Павла, не выговорив еще ни слова и, по-видимому, совершенно спокойная, почти бессознательно начала распоряжаться всем необходимым: послала за священником, приготовляла стол, доставала из комода новое, ненадеванное белье и, наконец, подробно заказывала позванному гробовщику все, что было нужно. Она же послала сказать в дом отца о том, что малютка внучек внезапно скончался.
Все люди, в особенности мамки, глядя на барыню, разводили руками, ахали и шепотом корили ее за бессердечие. Если бы в доме умер какой-нибудь суконщик, пущенный на время постояльцем, то Павла была бы, вероятно, с виду так же спокойна и так же распоряжалась бы об его похоронах.
Что случилось с ней, с женщиной, с матерью, – Павла понимала менее всякого. Она была совершенно спокойна; она чувствовала как будто какое-то пробуждение от ужасного сна, длившегося чересчур долго и истомившего ее. Чувство, что все кончилось, что всему конец, что теперь должно наступить что-либо совершенно другое, которое не может быть хуже, не может быть ужаснее кончившегося и завершившегося, – привело ее в это странное ледяное состояние.

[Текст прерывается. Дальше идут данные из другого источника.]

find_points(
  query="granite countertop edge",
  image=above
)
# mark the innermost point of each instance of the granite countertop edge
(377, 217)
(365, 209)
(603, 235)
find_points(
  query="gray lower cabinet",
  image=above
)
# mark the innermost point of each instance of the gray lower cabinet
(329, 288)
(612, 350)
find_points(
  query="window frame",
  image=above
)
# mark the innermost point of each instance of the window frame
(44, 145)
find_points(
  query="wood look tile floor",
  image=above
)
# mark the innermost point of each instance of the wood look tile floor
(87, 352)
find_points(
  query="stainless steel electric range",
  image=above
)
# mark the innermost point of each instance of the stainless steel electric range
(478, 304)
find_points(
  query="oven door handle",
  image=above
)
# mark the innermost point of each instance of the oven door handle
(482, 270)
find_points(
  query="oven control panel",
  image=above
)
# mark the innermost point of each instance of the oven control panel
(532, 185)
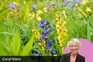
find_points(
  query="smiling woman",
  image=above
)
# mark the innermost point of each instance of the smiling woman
(74, 45)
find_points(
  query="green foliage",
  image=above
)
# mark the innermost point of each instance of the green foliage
(16, 25)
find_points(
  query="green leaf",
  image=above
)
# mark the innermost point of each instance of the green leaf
(16, 44)
(28, 46)
(2, 27)
(3, 48)
(88, 32)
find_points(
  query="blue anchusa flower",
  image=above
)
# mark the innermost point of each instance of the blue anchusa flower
(34, 6)
(12, 5)
(49, 44)
(65, 2)
(53, 3)
(54, 51)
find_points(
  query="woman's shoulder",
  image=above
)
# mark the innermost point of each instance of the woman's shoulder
(65, 55)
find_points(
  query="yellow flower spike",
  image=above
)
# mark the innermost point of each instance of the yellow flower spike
(88, 9)
(61, 30)
(38, 15)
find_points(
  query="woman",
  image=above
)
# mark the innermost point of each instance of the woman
(74, 45)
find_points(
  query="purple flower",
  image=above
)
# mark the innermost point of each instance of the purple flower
(41, 23)
(50, 42)
(71, 5)
(46, 22)
(34, 6)
(45, 37)
(12, 5)
(53, 3)
(19, 8)
(48, 45)
(78, 1)
(65, 2)
(50, 26)
(45, 31)
(37, 55)
(47, 6)
(54, 51)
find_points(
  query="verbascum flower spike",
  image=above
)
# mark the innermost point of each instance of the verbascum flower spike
(61, 30)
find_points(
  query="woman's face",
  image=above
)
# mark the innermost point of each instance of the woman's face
(73, 48)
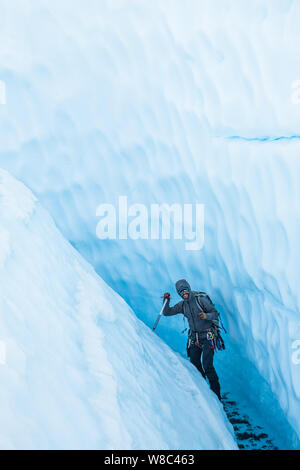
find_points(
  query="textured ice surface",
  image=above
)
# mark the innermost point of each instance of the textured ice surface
(169, 102)
(81, 371)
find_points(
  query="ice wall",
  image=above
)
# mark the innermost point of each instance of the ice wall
(78, 369)
(169, 102)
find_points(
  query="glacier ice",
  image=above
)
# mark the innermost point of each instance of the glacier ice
(169, 102)
(80, 370)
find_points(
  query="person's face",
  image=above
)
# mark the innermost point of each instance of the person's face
(184, 294)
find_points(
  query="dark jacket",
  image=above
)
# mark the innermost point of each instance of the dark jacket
(190, 309)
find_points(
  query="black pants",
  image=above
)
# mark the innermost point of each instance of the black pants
(206, 367)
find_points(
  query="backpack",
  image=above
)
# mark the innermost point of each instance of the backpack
(217, 324)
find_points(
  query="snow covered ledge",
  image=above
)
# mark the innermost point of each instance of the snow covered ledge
(78, 369)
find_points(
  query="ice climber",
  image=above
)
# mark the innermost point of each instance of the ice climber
(203, 336)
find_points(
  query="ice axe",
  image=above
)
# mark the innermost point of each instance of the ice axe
(160, 314)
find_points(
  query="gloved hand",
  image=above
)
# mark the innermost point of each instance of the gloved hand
(202, 315)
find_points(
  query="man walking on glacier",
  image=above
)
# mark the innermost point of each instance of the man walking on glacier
(203, 336)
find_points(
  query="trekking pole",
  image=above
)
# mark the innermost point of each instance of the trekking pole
(160, 314)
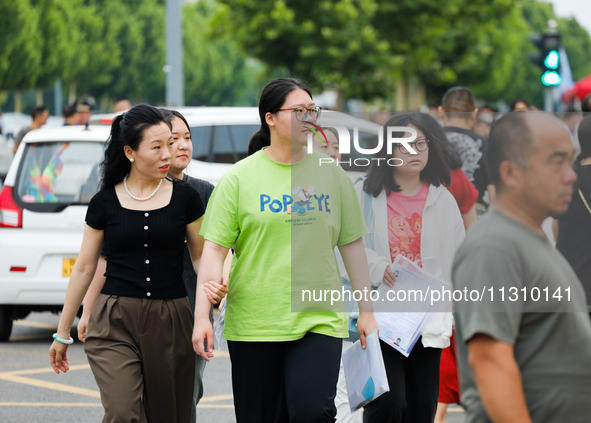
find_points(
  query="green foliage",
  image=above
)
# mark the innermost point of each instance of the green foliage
(325, 43)
(217, 71)
(113, 48)
(20, 57)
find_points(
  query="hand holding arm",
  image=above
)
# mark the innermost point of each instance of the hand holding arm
(355, 262)
(216, 291)
(211, 270)
(98, 281)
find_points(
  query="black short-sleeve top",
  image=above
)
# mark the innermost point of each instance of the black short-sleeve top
(144, 248)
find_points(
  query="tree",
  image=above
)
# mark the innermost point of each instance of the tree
(217, 71)
(20, 57)
(324, 42)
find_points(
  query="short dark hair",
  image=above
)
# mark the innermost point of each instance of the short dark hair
(128, 129)
(458, 100)
(584, 133)
(452, 155)
(509, 139)
(38, 111)
(272, 98)
(436, 172)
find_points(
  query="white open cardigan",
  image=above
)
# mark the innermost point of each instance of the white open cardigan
(442, 233)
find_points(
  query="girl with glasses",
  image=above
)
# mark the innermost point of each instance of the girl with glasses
(283, 214)
(413, 215)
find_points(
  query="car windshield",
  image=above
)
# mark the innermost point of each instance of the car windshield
(53, 175)
(221, 143)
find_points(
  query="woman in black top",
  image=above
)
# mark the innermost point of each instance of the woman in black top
(139, 339)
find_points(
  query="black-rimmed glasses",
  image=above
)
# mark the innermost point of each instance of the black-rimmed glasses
(420, 144)
(303, 113)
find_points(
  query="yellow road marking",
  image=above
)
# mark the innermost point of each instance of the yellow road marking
(16, 377)
(85, 404)
(51, 385)
(47, 369)
(22, 352)
(28, 338)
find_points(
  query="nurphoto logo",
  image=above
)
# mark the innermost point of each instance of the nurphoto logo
(345, 144)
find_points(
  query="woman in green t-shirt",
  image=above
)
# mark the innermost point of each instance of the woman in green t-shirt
(283, 213)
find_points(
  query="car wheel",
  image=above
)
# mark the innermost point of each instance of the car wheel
(5, 324)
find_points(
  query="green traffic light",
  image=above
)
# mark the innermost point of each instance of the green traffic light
(551, 78)
(552, 60)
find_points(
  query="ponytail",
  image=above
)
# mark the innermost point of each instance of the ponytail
(115, 165)
(127, 129)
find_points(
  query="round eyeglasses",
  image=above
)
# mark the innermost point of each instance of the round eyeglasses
(303, 114)
(419, 145)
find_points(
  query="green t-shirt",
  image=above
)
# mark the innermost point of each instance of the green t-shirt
(283, 222)
(549, 331)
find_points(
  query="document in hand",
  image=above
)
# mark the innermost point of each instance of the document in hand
(365, 373)
(403, 310)
(219, 342)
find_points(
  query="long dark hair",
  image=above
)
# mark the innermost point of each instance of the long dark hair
(452, 155)
(380, 176)
(127, 129)
(272, 98)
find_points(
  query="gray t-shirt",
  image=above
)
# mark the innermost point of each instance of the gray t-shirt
(551, 339)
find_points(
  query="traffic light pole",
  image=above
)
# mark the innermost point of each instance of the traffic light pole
(548, 92)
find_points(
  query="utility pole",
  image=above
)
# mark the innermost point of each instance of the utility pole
(175, 83)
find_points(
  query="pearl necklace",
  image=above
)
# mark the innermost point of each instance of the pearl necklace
(140, 198)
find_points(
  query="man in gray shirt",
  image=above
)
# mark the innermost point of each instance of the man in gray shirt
(524, 348)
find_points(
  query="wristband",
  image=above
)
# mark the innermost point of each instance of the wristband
(63, 341)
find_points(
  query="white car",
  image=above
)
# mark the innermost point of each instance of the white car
(42, 208)
(221, 135)
(55, 173)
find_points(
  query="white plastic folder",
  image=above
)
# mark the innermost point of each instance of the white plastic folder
(365, 373)
(219, 342)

Однако, по временам, после этого ледяного и тяжелого спокойствия наступали минуты какой-то полной путаницы в мыслях. Павле вдруг казалось, что она действительно спала и проснулась, что она бредит спросонья и что-то такое дикое, ужасное, невероятное, виденное во сне, принимает еще за действительность. И она шла в горницу ребенка, почти уверенная, что там все обстоит благополучно, что ребенок играет на руках какой-нибудь мамки, а что муж только отлучился со двора; что ворот платья и рукава в клочьях, которое она не переменила, пришли в этот вид совершенно случайно, но никак не от рук мужа. И, убедившись вновь с болью на сердце, что она не спит, не сошла с ума, а что все правда, – что ребенка уже готовят класть на стол, уже положили в гроб, а в сенях блестит на солнце маленькая серебряная гробовая крышка, – Павла, пошатываясь, садилась на первый попавшийся стул, проводила руками по лицу и, вздохнув, снова поднималась и твердой походкой продолжала ходить по дому и приказывать.
«Что это будет? – спрашивал в ней кто-то. – Конец! Другое теперь должно быть, – отвечала она как помешанная вслух. – Что другое? Конечно, не такое, каково было прошлое».

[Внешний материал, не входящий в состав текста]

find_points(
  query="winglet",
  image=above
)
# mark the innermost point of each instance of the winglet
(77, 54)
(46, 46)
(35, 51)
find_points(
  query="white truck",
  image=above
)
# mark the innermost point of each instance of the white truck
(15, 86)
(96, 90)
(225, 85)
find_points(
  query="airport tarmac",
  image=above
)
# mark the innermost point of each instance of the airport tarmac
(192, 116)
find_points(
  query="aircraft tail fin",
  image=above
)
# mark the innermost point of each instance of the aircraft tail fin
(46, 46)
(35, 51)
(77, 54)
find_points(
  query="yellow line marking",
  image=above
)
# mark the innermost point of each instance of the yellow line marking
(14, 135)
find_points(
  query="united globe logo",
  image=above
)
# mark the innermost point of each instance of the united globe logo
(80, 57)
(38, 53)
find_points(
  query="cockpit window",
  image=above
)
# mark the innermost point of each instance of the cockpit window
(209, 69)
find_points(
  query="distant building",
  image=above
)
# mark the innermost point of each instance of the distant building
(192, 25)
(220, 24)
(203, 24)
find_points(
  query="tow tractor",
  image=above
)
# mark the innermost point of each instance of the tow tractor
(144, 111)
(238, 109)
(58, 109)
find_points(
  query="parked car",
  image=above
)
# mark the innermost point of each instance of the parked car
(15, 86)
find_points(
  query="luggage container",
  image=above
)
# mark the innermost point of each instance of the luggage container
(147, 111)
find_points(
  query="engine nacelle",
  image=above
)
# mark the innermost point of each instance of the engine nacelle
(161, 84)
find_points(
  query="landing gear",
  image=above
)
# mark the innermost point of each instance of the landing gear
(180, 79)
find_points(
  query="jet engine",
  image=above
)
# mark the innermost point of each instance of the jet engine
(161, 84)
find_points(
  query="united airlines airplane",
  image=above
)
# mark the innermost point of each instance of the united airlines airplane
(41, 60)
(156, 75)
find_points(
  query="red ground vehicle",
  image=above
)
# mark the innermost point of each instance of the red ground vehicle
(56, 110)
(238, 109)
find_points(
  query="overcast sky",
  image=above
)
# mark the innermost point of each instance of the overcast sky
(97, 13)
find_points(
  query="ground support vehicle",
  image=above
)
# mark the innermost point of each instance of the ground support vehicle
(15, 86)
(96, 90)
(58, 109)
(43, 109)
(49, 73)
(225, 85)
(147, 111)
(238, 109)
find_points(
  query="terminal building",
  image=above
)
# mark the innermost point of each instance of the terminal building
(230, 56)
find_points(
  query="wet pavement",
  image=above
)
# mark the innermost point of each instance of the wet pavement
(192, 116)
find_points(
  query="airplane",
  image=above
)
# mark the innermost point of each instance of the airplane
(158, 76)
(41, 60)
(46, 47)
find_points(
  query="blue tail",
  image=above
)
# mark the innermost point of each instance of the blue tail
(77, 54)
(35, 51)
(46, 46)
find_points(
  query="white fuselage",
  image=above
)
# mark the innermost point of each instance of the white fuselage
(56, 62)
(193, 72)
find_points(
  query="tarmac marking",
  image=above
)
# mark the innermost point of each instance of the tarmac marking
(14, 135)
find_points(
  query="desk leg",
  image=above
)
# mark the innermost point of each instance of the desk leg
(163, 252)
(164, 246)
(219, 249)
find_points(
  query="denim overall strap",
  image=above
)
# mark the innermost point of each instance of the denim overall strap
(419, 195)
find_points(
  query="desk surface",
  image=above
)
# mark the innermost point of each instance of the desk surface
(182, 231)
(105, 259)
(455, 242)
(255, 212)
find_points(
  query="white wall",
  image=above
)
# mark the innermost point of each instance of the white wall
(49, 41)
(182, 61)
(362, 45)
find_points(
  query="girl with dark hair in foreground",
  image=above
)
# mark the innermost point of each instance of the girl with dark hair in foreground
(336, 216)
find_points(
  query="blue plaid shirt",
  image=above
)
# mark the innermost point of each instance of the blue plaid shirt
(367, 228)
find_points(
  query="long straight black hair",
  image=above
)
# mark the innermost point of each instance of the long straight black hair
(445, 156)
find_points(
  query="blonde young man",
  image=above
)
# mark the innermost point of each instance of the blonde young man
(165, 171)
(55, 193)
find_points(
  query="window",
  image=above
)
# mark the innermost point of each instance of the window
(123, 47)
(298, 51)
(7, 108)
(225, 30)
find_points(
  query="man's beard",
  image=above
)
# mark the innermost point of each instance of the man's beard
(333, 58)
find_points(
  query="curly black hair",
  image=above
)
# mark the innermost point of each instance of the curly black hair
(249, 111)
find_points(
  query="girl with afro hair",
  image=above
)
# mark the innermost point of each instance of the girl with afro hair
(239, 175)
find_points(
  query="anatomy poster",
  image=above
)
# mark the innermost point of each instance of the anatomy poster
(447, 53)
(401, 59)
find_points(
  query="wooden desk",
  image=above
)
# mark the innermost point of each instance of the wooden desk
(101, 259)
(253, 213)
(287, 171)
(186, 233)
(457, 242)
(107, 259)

И только к вечеру, среди первой панихиды, болезненное, полубезумное состояние матери разрешилось рыданиями.
Барабин не появлялся ни вечером, ни на другой день. Старик Артамонов, явившись с сыном в дом дочери, где уже давно не бывал, онемел от негодования, узнав всю правду, и тотчас принялся за поиски зятя, обещая к утру разыскать его.
– Да и без него похороним, – вмешался священник, – что же его ждать-то?

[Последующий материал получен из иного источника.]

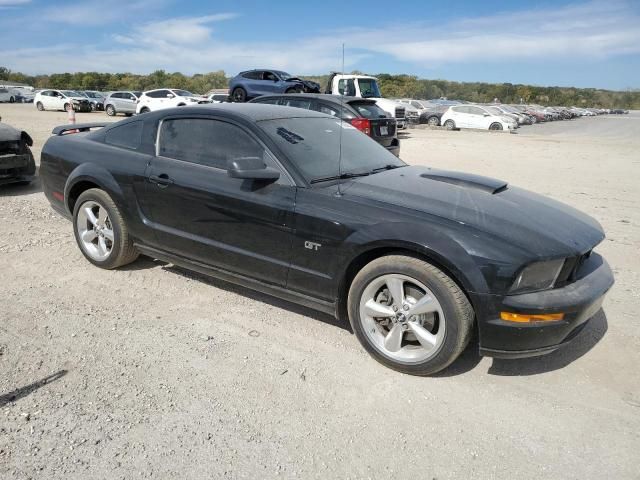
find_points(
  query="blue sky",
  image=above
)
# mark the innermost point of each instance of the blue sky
(584, 44)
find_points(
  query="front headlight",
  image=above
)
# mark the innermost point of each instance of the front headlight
(537, 276)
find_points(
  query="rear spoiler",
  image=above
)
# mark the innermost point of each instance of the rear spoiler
(77, 127)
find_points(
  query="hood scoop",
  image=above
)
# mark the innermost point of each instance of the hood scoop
(467, 180)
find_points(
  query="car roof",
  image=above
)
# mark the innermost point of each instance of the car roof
(251, 111)
(337, 99)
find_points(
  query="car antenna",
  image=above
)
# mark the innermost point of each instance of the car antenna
(340, 115)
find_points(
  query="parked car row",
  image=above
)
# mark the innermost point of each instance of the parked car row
(454, 114)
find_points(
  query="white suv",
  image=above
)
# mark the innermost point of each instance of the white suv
(165, 98)
(475, 116)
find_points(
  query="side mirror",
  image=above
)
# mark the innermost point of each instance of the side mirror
(251, 168)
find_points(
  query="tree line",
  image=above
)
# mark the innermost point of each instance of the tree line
(392, 86)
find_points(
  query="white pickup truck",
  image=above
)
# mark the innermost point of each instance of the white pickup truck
(366, 87)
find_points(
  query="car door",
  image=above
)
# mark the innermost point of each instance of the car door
(199, 212)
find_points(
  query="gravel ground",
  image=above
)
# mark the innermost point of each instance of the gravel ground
(151, 371)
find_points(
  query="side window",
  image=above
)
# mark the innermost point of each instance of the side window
(158, 94)
(326, 108)
(127, 136)
(270, 76)
(206, 142)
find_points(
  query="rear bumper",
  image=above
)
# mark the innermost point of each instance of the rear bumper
(579, 301)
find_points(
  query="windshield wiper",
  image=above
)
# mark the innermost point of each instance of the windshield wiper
(340, 177)
(386, 167)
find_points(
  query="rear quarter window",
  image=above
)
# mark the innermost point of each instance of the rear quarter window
(125, 136)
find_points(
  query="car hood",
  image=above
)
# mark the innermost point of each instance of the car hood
(541, 226)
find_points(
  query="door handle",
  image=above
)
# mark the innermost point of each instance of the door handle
(162, 180)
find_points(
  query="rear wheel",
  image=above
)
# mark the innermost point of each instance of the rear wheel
(409, 315)
(450, 125)
(239, 95)
(101, 232)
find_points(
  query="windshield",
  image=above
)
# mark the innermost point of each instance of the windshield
(369, 88)
(313, 145)
(284, 75)
(368, 110)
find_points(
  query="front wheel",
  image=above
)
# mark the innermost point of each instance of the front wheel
(450, 125)
(100, 230)
(239, 95)
(409, 315)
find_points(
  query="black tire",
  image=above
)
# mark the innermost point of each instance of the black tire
(457, 310)
(450, 125)
(122, 251)
(239, 95)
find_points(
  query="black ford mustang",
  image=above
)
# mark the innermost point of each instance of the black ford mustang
(417, 259)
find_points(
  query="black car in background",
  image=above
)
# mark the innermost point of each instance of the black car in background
(362, 113)
(290, 202)
(16, 160)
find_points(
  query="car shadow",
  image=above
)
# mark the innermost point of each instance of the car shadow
(145, 262)
(22, 392)
(576, 348)
(20, 188)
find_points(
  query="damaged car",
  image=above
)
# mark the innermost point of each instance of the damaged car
(16, 160)
(254, 83)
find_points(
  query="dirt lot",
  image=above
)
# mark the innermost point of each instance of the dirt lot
(151, 371)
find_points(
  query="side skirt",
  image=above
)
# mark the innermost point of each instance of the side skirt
(275, 291)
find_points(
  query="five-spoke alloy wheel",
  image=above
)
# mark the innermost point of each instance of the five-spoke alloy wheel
(409, 315)
(100, 230)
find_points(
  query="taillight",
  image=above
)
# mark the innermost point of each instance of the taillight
(362, 124)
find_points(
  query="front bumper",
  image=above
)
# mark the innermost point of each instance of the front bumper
(579, 301)
(16, 168)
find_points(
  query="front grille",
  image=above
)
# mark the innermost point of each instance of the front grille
(9, 147)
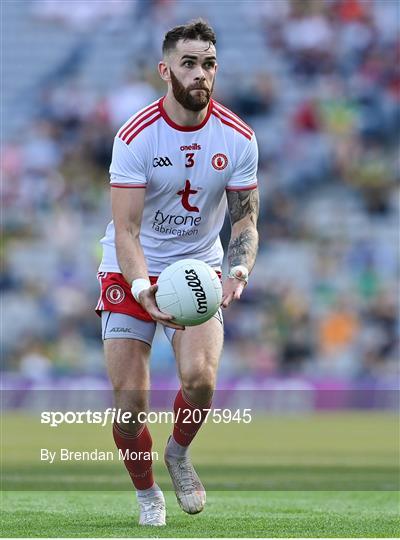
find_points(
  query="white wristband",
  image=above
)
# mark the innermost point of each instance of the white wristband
(239, 272)
(139, 285)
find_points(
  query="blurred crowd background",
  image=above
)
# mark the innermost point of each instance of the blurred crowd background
(318, 80)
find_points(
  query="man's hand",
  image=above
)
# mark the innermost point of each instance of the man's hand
(147, 300)
(231, 290)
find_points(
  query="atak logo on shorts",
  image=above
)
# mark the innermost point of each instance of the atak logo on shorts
(219, 161)
(162, 162)
(115, 294)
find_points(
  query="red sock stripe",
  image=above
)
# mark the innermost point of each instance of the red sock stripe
(139, 462)
(187, 422)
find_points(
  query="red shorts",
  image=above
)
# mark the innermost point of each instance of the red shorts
(116, 295)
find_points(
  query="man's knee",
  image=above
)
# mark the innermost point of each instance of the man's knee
(199, 387)
(132, 409)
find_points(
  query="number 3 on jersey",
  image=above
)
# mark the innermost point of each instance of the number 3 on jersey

– Да нешто для похорон, для чествования искать его я пойду? Я его разыщу, чтобы в острог сдать, на цепь…
Павла услышала слова отца и обернулась к нему с изменившимся лицом. Этого ей и на ум не приходило. Считая своего мужа преступным и перед ней самой, и перед ребенком, она все-таки не подумала, что он может оказаться преступным и перед начальством.
Увидя вопросительное выражение лица своей дочери, Артамонов приблизился к ней и спросил твердо, почти гневно:
– Что? Или свидетельствовать не станешь? Так после этого ты ко мне на порог не ходи! Коли ты не пойдешь в свидетельницы вместе с мамками, так, стало быть, ты вместе с ним в убийстве согласилась! Я сейчас же поеду по начальству, – к самому Еропкину, к преосвященному поеду! Не буду я Мирон Артамонов, если у меня через неделю не будет он в кандалах, а ты – свободна.
Уходя от дочери и прощаясь, Артамонов ласково сказал Павле, положив руки на ее опущенную голову:
– Полно, дочка, не кручинься! Ты еще молода: выдам я тебя замуж за хорошего, доброго человека. Приживете вы мне еще целую дюжину внучат, а это все позабудется!
Павла отчаянно зарыдала при этих словах отца, но что-то такое смутное говорило ей будто на глубине души, что отец прав, что все это забудется, что еще много у нее впереди не только лучшего, доброго, но вполне светлого и радостного, не имеющего ничего общего с ее прошлым.